Dive Brief:
- Construction costs in the U.S. rose 5.7% in 2018, according to Rider Levett Bucknall’s First Quarter 2019 North American Quarterly Construction Cost Report.
- Of the 12 U.S. metros in RLB’s report, those experiencing the biggest cost increases were Chicago (7.6%); Portland, Oregon (7.1%); San Francisco (6.7%); Phoenix (6.7%); Washington, D.C. (6.5%); and Seattle (6.4%). Las Vegas (5.4%); Honolulu (4.8%); New York (4.5%); Boston (4.4%); Los Angeles (4.4%); and Denver (4%) each had cost increases lower than the national average.
- RLB said the cost increases included labor, materials, taxes, overhead and profit. In a construction boom period, the company said, overall cost increases are faster than that of labor and materials because the overhead and profit pieces increase in response to the higher demand. Conversely, in slumps, total costs would decrease faster than the rate of labor and materials.
Dive Insight:
Even though San Francisco didn’t have the biggest increase during 2018, according to Turner & Townsend’s 2019 International Construction Market Survey, it was the most expensive place to build last year.
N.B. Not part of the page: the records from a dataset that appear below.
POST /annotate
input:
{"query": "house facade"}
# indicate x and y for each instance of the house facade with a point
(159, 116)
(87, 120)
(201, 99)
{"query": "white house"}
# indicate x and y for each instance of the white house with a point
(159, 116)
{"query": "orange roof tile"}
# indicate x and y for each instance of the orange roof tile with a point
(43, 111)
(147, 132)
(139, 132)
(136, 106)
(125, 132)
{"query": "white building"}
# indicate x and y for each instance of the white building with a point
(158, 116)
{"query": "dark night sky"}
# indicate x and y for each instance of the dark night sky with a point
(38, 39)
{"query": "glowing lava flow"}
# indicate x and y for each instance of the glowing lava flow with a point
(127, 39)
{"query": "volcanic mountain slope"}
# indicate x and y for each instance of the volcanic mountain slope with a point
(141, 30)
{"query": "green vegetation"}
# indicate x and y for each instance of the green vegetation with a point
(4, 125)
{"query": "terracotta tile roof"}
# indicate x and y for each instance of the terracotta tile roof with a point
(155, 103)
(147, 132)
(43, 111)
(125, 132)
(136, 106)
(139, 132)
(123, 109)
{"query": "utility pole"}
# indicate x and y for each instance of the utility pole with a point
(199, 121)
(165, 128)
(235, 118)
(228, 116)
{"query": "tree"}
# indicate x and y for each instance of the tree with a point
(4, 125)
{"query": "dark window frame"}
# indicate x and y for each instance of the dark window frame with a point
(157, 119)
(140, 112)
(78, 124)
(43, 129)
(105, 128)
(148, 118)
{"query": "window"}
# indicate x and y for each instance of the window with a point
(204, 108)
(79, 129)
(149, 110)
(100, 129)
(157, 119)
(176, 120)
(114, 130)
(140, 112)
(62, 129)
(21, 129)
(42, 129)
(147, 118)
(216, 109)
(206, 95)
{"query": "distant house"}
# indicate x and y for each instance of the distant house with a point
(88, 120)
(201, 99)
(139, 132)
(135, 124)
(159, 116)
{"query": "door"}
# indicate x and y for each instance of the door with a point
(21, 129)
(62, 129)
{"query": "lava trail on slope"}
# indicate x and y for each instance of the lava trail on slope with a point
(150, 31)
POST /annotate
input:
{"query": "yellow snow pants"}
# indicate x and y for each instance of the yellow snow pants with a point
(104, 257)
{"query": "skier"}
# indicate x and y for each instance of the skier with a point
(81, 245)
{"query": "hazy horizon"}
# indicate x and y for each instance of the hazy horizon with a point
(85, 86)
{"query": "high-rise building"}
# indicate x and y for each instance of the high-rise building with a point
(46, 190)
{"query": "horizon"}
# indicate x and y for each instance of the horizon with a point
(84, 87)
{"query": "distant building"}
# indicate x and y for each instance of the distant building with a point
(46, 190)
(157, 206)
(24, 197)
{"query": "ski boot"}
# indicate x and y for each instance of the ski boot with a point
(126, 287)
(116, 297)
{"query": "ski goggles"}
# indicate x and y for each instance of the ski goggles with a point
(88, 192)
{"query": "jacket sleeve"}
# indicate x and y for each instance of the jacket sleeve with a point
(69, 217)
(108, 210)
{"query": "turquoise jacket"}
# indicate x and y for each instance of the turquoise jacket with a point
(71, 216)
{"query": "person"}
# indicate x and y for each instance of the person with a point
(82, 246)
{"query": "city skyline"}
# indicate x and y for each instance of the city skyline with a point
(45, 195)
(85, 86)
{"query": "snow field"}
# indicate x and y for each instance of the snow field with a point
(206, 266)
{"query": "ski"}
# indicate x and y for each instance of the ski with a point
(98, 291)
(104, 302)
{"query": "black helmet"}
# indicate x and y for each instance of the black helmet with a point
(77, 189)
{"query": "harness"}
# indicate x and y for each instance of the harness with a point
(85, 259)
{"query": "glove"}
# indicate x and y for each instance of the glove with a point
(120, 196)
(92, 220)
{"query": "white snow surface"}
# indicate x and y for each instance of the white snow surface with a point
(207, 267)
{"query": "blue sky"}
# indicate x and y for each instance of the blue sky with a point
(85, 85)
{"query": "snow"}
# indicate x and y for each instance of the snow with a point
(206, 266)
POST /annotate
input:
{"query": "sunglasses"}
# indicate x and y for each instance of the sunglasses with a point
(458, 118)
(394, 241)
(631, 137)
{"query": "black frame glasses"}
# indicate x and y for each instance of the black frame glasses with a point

Construction costs at the end of 2018 were an average of $416 per square foot, representing a 5% increase from 2017. Turner & Townsend projected that the cost of building in San Francisco would increase another 6% this year.
RLB’s and Turner & Townsend’s numbers don’t align exactly, but the trend is clear — construction costs are on the rise. For infrastructure projects, which typically take longer to plan and budget than, for example, a hotel or some other private commercial development, the larger price tags sometime translate to delays or even cancellations.
The Maine DOT has slashed tens of millions of dollars' worth of projects from its 2019 infrastructure plan, according to the Portland Press Herald, because contractors have been submitting bids much higher than the DOT estimated. The agency even added 10% to its own projections to make up for cost increases, but that add-on turned out to be too low. The DOT has had to reject at least three bids because they were too high, including one for new signals and sidewalks in Portland that came in at $1.1 million, which was double than expected.
And transportation agencies have been trying to figure out how best to deal with these gaps in funding for some time. In late 2017, the Metropolitan Council, the agency in charge of the $2 billion Southwest Light-Rail project, rejected the first round of bids because all four of them came in much higher than it expected. Tutor Perini, through its subsidiary Lunda Construction, ended up winning the project in May of 2018 with a bid of $800 million.